Turning Back the Clock
Columnist Christine Mackenzie gets a reminder of what it's like to be 1-on-1 with a toddler.
Let’s face the facts; motherhood is not an easy job. The take home pay is non-existent, the hours are grueling and, frankly, the benefits package doesn’t always seem to measure up. No two stages of motherhood are alike and, sometimes, it can seem like the toughest job on earth.
As the mom of a 13-year-old I sometimes look at old pictures and wonder how my son could possibly be a teenager already. While some moms I know long for their kids to be babies again I have to admit that I have enjoyed watching my son grow into a self-sufficient and independent young man. Unlike a lot of moms that I know I don’t spend a lot of time longing for the days when he relied on me completely. To be perfectly honest I’m not even sure that, after all this time, I completely remember those days.
Yes, I am mom enough to admit that my son’s preschool and toddler years are, in some ways, a bit of a blur at this point. Yes, I remember his first words, his first steps and other important details but day-to-day events are simply lost with time. I’m fairly certain that it doesn’t make me a bad mom to have no idea when he ate his first peanut butter sandwich or which fruits and vegetables I introduced to him in the beginning.
Today, for the first time in a long time, I found myself spending the day alone with a three-year-old visitor and I’m not ashamed to admit that I was just a tiny bit nervous. Yes, 10 years ago I had my own three-year-old child. But reality is, those days seem like a lifetime ago.
Frankly it’s amazing to me how much has changed in the past 10 years. The games that seemed like new technology when my son was a preschooler are long since gone. Today, for example, I learned that any self-respecting three year old can already run a computer, use a mouse and print whatever they want with no help whatsoever. Ten years ago I was still trying to master those skills.

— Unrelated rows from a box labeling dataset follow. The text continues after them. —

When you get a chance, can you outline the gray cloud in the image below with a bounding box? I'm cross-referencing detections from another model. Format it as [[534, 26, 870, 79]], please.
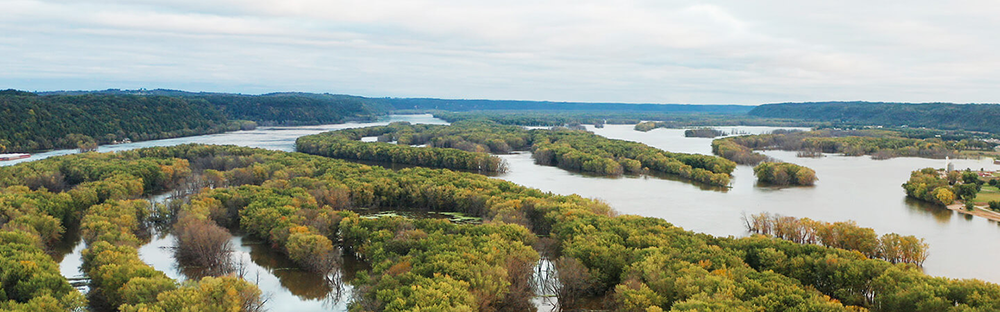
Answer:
[[0, 0, 1000, 104]]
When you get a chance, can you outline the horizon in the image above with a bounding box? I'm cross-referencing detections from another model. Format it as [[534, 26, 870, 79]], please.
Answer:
[[9, 88, 1000, 106], [0, 0, 1000, 105]]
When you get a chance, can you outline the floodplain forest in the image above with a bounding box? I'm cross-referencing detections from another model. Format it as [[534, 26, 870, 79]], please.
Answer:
[[0, 144, 1000, 311]]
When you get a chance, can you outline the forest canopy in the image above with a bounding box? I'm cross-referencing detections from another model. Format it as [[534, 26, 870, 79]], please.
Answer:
[[0, 90, 385, 152], [0, 144, 1000, 311]]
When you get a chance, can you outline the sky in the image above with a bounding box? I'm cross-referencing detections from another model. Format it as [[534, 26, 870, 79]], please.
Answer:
[[0, 0, 1000, 104]]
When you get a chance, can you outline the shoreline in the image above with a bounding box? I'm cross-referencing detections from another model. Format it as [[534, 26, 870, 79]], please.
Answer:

I quickly discovered, however, that in spite of all the new technology one thing simply hasn’t changed. Three year olds truly want your attention more than anything else. Yes, television shows and video games are a huge draw, but a little human interaction is still a whole lot better.
Yes, as crazy as it sounds, the simple things are still the ones that truly make a difference. Today I had a laundry assistant who was more than willing to carry a few items down the stairs, add the detergent to the machine and, yes, even push the start button. Did the laundry take me twice as long as usual? Of course it did but, fact is, it was well worth the extra time.
Next on the list for the day’s chores were Christmas cards. Together we stuffed the envelopes, sealed them and added address labels. I’m not sure the postman will be totally pleased with some of the more crooked address labels but, reality is, they have a certain “made with love” touch to them.
Even my son got into the act when he came home from school and took over with childcare. I knew immediately that I had, indeed, done something right when he jumped in and helped our little friend Savannah make her own Mac and Cheese for lunch. He didn’t give it a second thought as he pulled out the oven mitts, taught her how to put them on and made certain that all went well. A gentle reminder that, yes, he remembered exactly what I did with him at three years old.
As far as I’m concerned, motherhood is the toughest job anyone could ever take on. It is also, however, the most fulfilling job that anyone could ever hope to have. Watching your child grow and realizing that the lessons you have taught them will continue to be passed truly does make it all worthwhile.
Today I remembered what it was like to answer the dreaded “but why?” question all day long. I had flashbacks of a time when a simple trip to the bathroom was nearly impossible and recalled the days when dinner was nothing more than the leftovers from a toddler’s plate.
What I also remembered, however, was that all the hard work I put in all those years ago was completely and totally worthwhile.